New Year's Moon Spectacle: Watch for a Lunar Eclipse of Bright Star Aldebaran

As the year changes, look to the moon. Tiziana Fabi/AFP/Getty Images

The New Year's long weekend is a great time to look up at the sky, even if there's no astronomical reason to pull out a new calendar now. And the celestial festivities start before the terrestrial ball drops: On Saturday night, star gazers across parts of the U.S. and Canada will be able to spot a stellar disappearing act as the nearly full moon crosses in front of the star, Aldebaran.

Aldebaran, which acts as one of the eyes of the bull constellation Taurus, is one of the brightest stars in the night sky and the single brightest one that the moon can ever dance in front of, a feat called occultation.

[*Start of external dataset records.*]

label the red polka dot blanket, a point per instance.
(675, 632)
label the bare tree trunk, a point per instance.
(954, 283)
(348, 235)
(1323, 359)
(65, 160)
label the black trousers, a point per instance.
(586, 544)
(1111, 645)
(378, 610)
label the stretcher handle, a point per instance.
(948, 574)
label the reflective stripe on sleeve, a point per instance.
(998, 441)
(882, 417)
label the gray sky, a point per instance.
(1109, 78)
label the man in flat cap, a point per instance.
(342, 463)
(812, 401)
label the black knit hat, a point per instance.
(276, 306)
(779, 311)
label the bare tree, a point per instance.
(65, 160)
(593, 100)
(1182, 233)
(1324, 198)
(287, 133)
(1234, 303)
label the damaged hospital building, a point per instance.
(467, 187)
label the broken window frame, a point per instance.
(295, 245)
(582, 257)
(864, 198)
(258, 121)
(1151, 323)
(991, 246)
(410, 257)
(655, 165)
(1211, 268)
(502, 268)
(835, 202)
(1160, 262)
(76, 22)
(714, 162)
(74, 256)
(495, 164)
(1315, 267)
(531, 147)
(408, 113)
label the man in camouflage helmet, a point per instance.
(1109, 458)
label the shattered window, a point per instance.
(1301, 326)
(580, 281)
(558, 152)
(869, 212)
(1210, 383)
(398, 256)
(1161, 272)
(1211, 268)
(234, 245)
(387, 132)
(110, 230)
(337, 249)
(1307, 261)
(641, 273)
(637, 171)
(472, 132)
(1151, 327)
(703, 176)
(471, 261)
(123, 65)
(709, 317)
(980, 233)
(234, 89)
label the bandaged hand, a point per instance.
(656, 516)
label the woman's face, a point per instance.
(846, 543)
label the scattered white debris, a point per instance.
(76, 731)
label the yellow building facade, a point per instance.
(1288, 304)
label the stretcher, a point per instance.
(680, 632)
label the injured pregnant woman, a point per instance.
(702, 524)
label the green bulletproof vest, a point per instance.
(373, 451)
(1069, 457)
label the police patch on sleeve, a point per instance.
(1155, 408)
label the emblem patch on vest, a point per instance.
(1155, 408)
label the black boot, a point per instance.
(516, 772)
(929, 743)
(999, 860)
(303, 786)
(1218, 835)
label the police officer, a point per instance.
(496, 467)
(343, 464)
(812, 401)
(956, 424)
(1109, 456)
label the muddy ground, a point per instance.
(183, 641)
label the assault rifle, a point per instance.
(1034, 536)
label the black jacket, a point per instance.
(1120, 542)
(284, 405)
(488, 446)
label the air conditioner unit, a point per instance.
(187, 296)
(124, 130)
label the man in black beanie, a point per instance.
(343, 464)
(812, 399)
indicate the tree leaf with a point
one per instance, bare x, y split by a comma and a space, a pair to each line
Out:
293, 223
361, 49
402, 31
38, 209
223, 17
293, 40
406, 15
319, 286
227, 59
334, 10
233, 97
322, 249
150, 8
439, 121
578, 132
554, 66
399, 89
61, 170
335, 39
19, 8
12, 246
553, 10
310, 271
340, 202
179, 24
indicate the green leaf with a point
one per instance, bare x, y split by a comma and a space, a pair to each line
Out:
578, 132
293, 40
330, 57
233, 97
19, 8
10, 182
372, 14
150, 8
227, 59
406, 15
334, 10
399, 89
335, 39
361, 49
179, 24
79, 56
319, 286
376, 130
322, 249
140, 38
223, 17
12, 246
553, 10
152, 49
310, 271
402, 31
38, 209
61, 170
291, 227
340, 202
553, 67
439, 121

If you want to get in on the spectacle, first you will need to check to be sure your location is in the line of sight: You'll need to be east of the line connecting eastern Montana and western Louisiana. West of that line, the sun will still be up, blocking out its distant rival Aldebaran.

You'll also want to check the time of occultation for a city near you. For example Aldebaran will disappear at 6:19 p.m. and reappear at 7:09 p.m. in Washington, D.C. In New York, those times will be 6:24 p.m. and 7:16 p.m., respectively; in Chicago 5:13 p.m. and 6:10 p.m.

There's a detailed schedule available online, although it's a little daunting to navigate. First, scroll down to the proper country abbreviation—CA for Canada and US for the United States—then locate your city. The first three digits that follow are the time the moon will first pass in front of Aldebaran, listed in Coordinated Universal Time. Eastern Time is five hours behind UTC and Central Time is six hours behind UTC, so convert accordingly.

Read more: Supermoons, Blood Moons, Full Moons: Everything You Need to Know About 2018's Lunar Calendar

If you live in central Florida, you are in for an even more special experience, as the moon won't quite manage to occult Aldebaran but will graze past it, with individual mountains blocking the star and then revealing it again.

As seen from North America, the moon and Aldebaran conduct their occultation dance in spurts, so Saturday night's spectacle will likely be your last chance to watch until a new series starts in 2033—so don't miss your chance this holiday weekend.